Introduction The heterogeneous fates of metastatic breast cancer (MBC) preclude our understanding of both resistance to therapy and escape from cancer immunoediting. Here, we performed a comprehensive molecular analysis of lethal MBC patients (pts), interrogating both the malignant and immune tumour microenvironment (TME) compartments, and T-cell receptor (TCR) repertoires, across multiple metastases (mets). Material and methods Multi-platform profiling of mets (n=182 mets to 22 organs, 5-36 mets/pt), primary tumours (n=6) and ctDNA from body fluids (4.7/pt) in 10 warm autopsies of MBC pts (5 ER+/HER2-, 3 ER+/HER2+, 1 ER-/HER2+, 1 ER-/HER2-), included exome seq (n=86), shallow whole genome seq (n=168), RNA seq (n=61), ultra-deep targeted seq (TS) (n=243), TCRseq (n=70) and IHC (n=102). Stateof-the-art bioinformatics was applied to integrate the data. Results and discussions Mutation (mut) burden landscapes varied between pts (11 579 mut, median 255.41 mut/pt) and across mets within each pt (median 122 mut/met; were greater than TCGA mut burden (median 63.5 mut/primary, p=4.927e-14). Landscape of mut and predicted neo-antigen were dominated by stem (present in all mets/pt) or clade (some mets/pt), but not private (one met/pt).
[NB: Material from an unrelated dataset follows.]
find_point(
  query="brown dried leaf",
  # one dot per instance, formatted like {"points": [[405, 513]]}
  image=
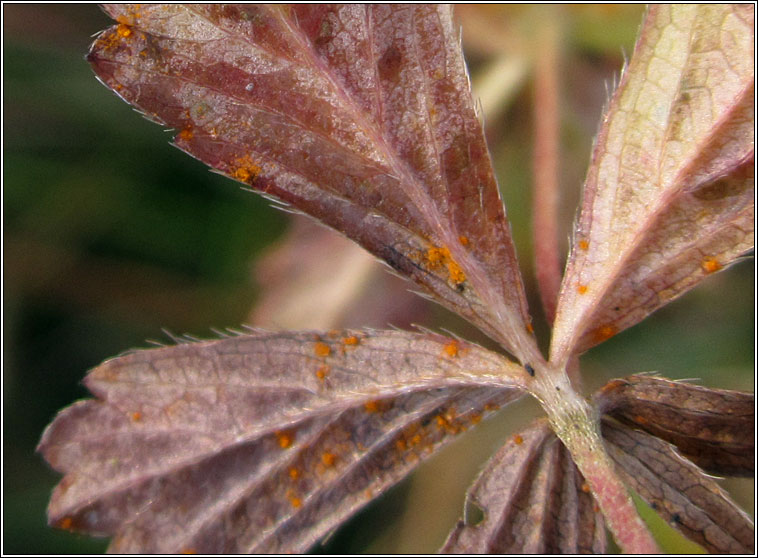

TS data confirmed that all primary tumours contained the clonal ancestors of 10 pts, and characterised ctDNA bathing organs. Copy number alteration profiles were remarkably similar across mets in 9 of the 10 pts, except in a ER+/HER2-pt, whose mets shared a common ancestor (1q gain/16q loss), then early subclonal evolution occurred. Mets were grouped into phylogenic clades that shared common genomic ancestry and accumulated previously unknown mutation signatures. Mets evolved as communities of clones as a fraction of the metastatic stem and clade mutations were sub-clonal. Immune TME was either homogeneous in a particular metastatic clade, or different across mets to a particular organ. Stem and clade clonotypes prevailed across TCR landscape within each pt. TCR repertoires revealed adaptive immune responses to co-evolve with the metastatic genomes. Conclusion The genomic and immune landscapes demonstrate an unprecedented integrated view of the heterogeneous landscape of genomic aberrations, TME features and T-cell adaptive immune responses in lethal MBC.